S2 EP1 | Shashank Subramanyum & Purbayan Chatterjee
55m
Recorded at Darbar Festival 2009, on 5th April, at the Purcell Room of the Queen Elizabeth Hall, at London's Southbank Centre.
Musicians:
- Purbayan Chatterjee (sitar)
- Shashank Subramanyam (bansuri)
- Patri Satish Kumar (mridangam)
- Sukhvinder Singh (tabla)
- Gunwant Kaur (tanpura)
- Debipriya Das (tanpura)
Raag Nat Bhairav; Thaat: Bhairav; Samay: Morning
Ragam Sarasangi
Two maestros weave the sounds of the sitar and bansuri through Raag Nat Bhairav and its south Indian counterpart Ragam Sarasangi. Slowly narrating from the alaap to jor and gat, they build up an exciting musical conversation that is not just electric but also joyfully complementary. They are accompanied by Patri Satish Kumar (mridangam) and Sukhvinder Singh (tabla), who provide stunning arithmetic improvised accompaniment in adi tala (8 beats), jhaaptal (10 beats) and teental (16 beats).
Purbayan Chatterjee’s accomplished sitar playing is rooted in the Senia Maihar gharana’s blend of Dhrupad and khayal. His style was shaped by his father Pandit Parthapratim Chatterjee as well as taking great inspiration from the ideas of Pandit Nikhil Banerjee and Ustad Amir Khan.

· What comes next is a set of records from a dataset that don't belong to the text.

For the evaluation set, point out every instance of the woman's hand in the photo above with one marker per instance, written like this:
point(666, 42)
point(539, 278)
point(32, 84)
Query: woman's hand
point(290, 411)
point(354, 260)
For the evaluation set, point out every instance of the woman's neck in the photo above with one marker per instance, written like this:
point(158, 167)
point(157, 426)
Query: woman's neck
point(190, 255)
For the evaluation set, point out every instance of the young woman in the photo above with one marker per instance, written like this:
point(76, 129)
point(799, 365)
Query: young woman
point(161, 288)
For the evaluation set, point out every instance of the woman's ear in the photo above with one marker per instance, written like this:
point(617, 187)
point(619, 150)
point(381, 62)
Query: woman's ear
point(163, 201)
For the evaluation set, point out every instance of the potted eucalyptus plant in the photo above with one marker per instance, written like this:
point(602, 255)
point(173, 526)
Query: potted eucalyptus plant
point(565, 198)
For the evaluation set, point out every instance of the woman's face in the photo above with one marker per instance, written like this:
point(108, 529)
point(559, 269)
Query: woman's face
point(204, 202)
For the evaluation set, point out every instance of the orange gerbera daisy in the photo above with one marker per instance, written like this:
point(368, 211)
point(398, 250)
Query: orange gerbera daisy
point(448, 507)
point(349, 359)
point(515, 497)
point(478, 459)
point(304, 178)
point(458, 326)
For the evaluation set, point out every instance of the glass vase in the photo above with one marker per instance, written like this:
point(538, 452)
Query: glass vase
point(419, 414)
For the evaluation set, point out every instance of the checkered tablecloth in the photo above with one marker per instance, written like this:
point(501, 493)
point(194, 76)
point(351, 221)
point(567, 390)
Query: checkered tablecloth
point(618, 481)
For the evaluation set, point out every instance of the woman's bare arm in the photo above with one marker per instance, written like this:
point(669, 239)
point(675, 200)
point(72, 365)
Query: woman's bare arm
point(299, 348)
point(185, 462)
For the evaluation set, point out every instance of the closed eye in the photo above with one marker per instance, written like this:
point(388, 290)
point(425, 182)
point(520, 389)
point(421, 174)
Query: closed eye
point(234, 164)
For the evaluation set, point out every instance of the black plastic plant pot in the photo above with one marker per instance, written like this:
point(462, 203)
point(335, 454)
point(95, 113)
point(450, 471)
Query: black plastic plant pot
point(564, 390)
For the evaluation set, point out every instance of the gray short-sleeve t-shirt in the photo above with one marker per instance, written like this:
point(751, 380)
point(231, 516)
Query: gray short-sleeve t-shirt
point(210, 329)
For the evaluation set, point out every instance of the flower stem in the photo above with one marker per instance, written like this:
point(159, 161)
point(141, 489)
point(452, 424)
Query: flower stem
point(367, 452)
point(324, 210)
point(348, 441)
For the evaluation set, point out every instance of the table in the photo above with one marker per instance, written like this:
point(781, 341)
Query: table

Shashank Subramanyam was born to a biochemist father in the extraordinarily musical village of Rudrapatna, in Karnataka, and started learning early in life - some say he could recognise all 72 Melakarta scales by the age of two-and-a-half. His first musical immersions came with singing and violin, but he fell in love with the bansuri as soon as he picked it up, focusing on it from that point onwards.